(New York) - Lawmakers in Indonesia's Papua province should reject a bill that would require some people living with HIV to be implanted with microchips as part of efforts to monitor the spread of the disease, Human Rights Watch said today.
Papua, Indonesia's easternmost province, has an HIV-infection rate 15 times the national average in a country with one of Asia's fastest-growing epidemics. The bill, expected to be passed on a majority vote and enacted in January 2009, appears to be aimed at tracking sexually active people who have HIV/AIDS and prosecuting them if they are suspected of infecting others.
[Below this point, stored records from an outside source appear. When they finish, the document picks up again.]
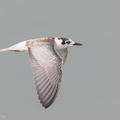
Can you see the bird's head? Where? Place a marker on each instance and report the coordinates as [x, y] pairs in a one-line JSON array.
[[63, 43]]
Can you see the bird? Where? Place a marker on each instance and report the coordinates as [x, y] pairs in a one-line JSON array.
[[47, 55]]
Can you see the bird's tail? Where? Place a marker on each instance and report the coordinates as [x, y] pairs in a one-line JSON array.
[[5, 49]]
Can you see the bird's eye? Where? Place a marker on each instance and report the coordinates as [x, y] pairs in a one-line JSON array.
[[68, 42]]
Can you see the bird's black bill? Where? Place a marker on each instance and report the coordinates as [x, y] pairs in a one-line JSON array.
[[78, 44]]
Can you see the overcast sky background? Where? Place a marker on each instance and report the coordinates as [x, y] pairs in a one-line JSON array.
[[90, 88]]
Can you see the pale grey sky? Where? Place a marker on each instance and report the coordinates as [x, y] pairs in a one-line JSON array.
[[90, 87]]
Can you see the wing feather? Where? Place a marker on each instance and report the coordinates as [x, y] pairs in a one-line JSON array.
[[46, 65]]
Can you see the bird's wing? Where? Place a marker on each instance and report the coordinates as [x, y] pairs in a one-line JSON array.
[[46, 65]]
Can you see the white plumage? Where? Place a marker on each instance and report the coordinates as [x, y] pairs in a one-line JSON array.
[[47, 56]]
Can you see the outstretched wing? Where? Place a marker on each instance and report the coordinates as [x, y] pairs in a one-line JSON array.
[[46, 65]]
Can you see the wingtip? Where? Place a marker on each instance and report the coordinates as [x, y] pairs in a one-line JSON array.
[[3, 50]]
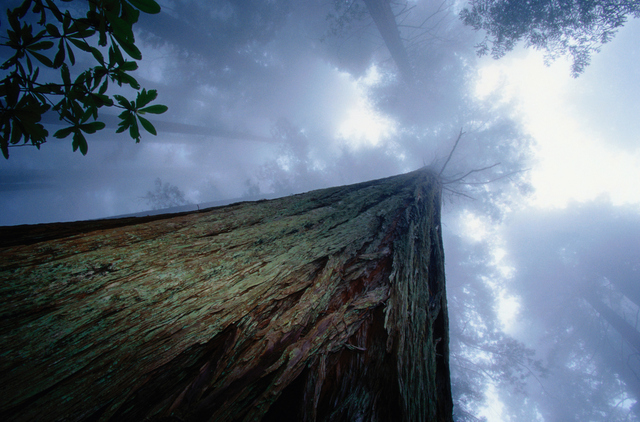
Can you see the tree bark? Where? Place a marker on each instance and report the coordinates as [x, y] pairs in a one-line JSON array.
[[324, 306]]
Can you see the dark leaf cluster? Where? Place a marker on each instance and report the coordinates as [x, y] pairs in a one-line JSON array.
[[45, 33], [575, 28]]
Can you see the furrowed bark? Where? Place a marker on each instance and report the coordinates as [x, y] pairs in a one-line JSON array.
[[323, 306]]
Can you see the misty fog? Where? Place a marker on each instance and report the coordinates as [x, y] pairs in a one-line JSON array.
[[271, 98]]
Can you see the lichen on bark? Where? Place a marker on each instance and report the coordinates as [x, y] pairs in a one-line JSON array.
[[323, 306]]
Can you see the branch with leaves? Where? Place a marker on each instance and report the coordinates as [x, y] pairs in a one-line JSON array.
[[51, 36]]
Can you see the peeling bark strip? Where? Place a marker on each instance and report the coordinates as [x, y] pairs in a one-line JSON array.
[[325, 306]]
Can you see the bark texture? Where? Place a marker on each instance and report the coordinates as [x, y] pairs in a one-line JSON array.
[[324, 306]]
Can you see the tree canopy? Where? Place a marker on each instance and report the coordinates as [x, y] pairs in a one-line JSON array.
[[51, 36], [577, 28]]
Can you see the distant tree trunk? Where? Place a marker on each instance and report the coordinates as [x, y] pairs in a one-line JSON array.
[[325, 306], [626, 330], [380, 11]]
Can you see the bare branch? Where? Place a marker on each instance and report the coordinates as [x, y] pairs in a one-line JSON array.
[[451, 153], [497, 178], [470, 172]]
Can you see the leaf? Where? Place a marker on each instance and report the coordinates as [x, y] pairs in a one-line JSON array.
[[23, 9], [123, 102], [64, 72], [145, 97], [42, 59], [42, 45], [53, 30], [134, 130], [79, 141], [54, 9], [63, 133], [154, 109], [60, 55], [146, 6], [72, 57], [92, 127], [147, 125], [128, 66]]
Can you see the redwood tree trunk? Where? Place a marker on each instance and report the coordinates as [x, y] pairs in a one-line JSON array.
[[324, 306]]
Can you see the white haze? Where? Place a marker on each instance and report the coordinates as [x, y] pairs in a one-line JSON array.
[[294, 110]]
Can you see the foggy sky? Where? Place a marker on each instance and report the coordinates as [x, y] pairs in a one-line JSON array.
[[279, 106]]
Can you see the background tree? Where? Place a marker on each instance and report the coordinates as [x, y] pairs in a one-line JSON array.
[[583, 303], [577, 28], [59, 34], [165, 196]]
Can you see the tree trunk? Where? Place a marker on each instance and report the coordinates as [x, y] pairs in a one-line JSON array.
[[325, 306], [380, 11]]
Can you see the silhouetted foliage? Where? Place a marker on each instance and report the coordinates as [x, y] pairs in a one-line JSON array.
[[577, 28], [107, 29]]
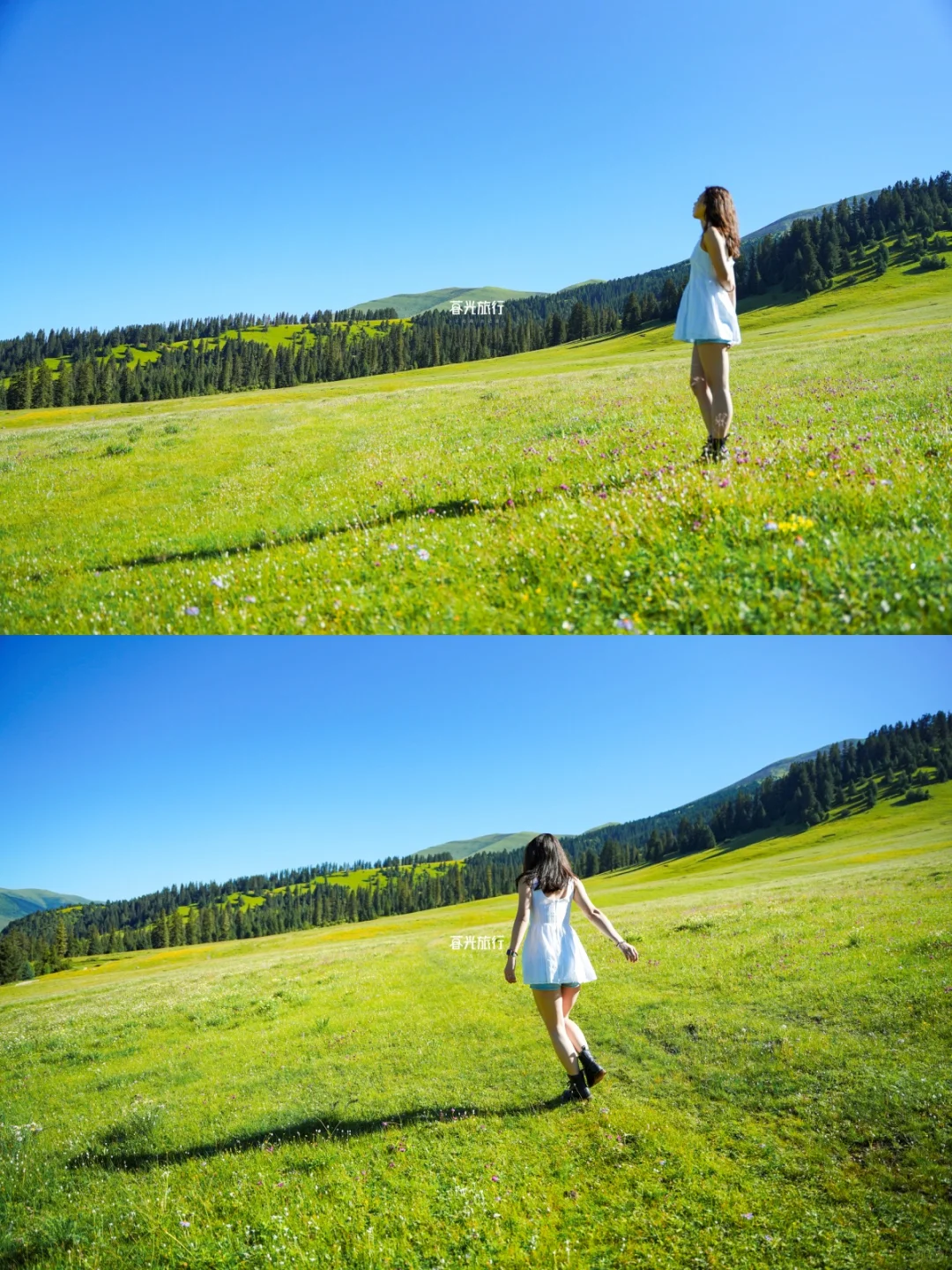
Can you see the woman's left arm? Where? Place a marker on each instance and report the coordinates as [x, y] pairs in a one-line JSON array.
[[716, 250]]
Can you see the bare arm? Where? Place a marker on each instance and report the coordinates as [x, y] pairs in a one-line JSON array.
[[721, 262], [600, 923], [522, 921]]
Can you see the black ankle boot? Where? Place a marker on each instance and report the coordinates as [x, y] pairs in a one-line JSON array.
[[594, 1072], [577, 1088]]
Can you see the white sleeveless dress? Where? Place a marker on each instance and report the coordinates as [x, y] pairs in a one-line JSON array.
[[553, 952], [706, 310]]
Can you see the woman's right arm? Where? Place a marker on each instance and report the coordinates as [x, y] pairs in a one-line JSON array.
[[522, 920], [721, 262], [600, 923]]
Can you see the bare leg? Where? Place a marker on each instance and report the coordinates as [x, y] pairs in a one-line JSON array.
[[576, 1034], [716, 370], [550, 1006], [698, 386]]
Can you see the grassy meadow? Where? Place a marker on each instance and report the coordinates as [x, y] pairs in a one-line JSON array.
[[550, 492], [365, 1096]]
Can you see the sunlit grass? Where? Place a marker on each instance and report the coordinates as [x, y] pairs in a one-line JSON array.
[[545, 493], [778, 1090]]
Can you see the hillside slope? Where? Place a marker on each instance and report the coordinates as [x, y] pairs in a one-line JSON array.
[[18, 903], [409, 305], [698, 807]]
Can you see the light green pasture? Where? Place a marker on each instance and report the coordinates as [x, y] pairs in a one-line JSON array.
[[550, 492], [366, 1096]]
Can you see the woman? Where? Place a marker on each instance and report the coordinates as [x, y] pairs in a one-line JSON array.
[[707, 315], [555, 963]]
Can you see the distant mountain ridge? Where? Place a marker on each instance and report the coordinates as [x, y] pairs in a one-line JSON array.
[[698, 807], [412, 303], [487, 843], [428, 302], [18, 903]]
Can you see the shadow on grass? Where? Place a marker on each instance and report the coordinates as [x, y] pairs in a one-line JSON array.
[[450, 510], [455, 508], [314, 1129]]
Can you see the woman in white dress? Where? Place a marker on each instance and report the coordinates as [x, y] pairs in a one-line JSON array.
[[555, 963], [707, 315]]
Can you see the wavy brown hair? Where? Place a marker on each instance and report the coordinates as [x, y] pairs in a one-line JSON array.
[[721, 213], [546, 860]]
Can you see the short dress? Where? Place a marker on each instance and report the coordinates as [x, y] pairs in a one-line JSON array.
[[553, 952], [706, 312]]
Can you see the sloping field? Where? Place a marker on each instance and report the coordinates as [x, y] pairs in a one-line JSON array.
[[544, 493], [778, 1090]]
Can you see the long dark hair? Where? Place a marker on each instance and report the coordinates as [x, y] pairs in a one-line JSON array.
[[546, 860], [721, 213]]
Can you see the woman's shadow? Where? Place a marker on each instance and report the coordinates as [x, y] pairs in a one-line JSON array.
[[115, 1154]]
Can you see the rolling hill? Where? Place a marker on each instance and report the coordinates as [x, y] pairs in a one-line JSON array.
[[18, 903], [701, 807], [412, 303], [489, 842], [427, 302]]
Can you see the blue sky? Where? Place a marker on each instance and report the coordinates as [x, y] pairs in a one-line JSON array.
[[129, 764], [163, 163]]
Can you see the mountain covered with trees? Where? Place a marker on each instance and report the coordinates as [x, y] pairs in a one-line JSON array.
[[899, 761], [18, 903], [845, 244]]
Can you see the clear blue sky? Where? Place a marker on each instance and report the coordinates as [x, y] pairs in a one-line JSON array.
[[165, 161], [129, 764]]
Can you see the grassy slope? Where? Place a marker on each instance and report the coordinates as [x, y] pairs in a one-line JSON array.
[[407, 305], [465, 848], [331, 478], [365, 1096], [18, 903], [273, 337]]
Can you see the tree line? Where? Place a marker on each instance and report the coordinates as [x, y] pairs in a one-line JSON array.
[[902, 759], [333, 346]]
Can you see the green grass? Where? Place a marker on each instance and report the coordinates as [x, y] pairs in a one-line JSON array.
[[542, 493], [365, 1096]]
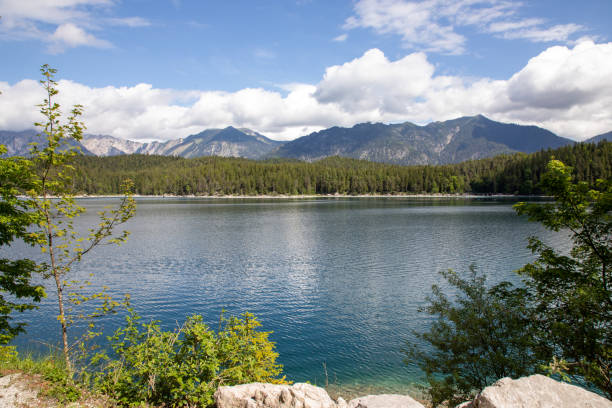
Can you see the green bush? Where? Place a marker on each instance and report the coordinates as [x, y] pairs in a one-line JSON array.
[[184, 367], [484, 334]]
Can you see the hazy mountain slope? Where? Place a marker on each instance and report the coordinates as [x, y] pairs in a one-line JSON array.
[[228, 142], [599, 138], [104, 145], [18, 142], [451, 141]]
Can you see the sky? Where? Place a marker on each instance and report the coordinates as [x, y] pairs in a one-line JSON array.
[[164, 69]]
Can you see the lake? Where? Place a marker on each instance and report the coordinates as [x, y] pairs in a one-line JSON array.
[[338, 280]]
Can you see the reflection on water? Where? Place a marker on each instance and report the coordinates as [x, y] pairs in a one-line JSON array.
[[339, 281]]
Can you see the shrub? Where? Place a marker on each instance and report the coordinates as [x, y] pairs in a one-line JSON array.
[[184, 367]]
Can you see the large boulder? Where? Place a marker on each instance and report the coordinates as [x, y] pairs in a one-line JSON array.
[[536, 391], [259, 395], [384, 401]]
According to lawmakers, the proposed bill would also allow the authorities to identify and ultimately punish "sexually aggressive," HIV-positive individuals.
"This misguided and abusive plan is an offense to everyone - living with HIV or not," said Joseph Amon, director of the HIV/AIDS and Human Rights Division at Human Rights Watch. "Being infected with HIV should not be a crime, and requiring people living with HIV to be implanted with microchips violates the rights to privacy and dignity in the most fundamental way."
UNAIDS has expressed concern that broad application of criminal law to HIV transmission risks undermining both public health and human rights. Laws that specifically criminalize transmission of HIV may drive people away from seeking HIV testing or disclosing their status to others, and they reinforce the stigma attached by some toward those who are HIV-positive. Prosecutions and convictions are likely to be disproportionately applied to members of marginalized groups, such as sex workers, men who have sex with men, and people who use drugs, groups often blamed for transmitting HIV.
"On the eve of World AIDS Day, these legislators are proposing a bill based on ignorance and discrimination," Amon said. "Papuan lawmakers should abandon this offensive legislation."